-
Notifications
You must be signed in to change notification settings - Fork 6
Description
In the kanji view, aedict could have a "not to be confused with" section to help people learn their kanjis and spot the differences between similar ones, for example 副 should not be confused with 福.
Finding similar kanjis is difficult, but someone wrote a thesis about that and compiled a database of similar kanjis.
The important files are this one and this one which use two different methods to determine a distance between kanjis.
Here is an example of a line from storkeEditDistance.csv:
天 夫 1 矢 0.8 末 0.8 未 0.8 失 0.8 丈 0.75 文 0.75 井 0.75 木 0.75 大 0.75
Which means that 天 is very similar to 夫, and their "distance" is 1. That value is a little different from a "distance", as the higher it is, the more the kanjis are similar. On the same line, we can see that 天 is also similar to 大, but with a lesser "distance" of 0.75.
I don't think aedict needs to show the distance to the user as it is more or less an arbitrary number, but it should list for each kanji the kanjis that are similar in the same order (from the most similar to the less one).
I am not sure you need both files, as the yehAndLiRadical file is based on radical and not strokes, but they often overlap and strokeEditDistance really gives kanjis that look alike, even if they don't share radicals.

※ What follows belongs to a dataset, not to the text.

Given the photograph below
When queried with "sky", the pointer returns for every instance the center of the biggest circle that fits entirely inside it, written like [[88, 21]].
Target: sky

Here is an example from yehAndLiRadical and strokeEditDistance respectively:
則 測 0.894 側 0.894 財 0.750 敗 0.750 賊 0.671 損 0.671 慣 0.671 販 0.612 漬 0.612 債 0.612
則 側 0.818182 財 0.8 貝 0.777778 測 0.75 貯 0.666667 昇 0.666667 見 0.666667 販 0.636364 敗 0.636364 眺 0.636364
So I would recommend only adding strokeEditDistance, but it's up to you!
And don't forget to add a link to that page from aedict :)
Keep up the good work!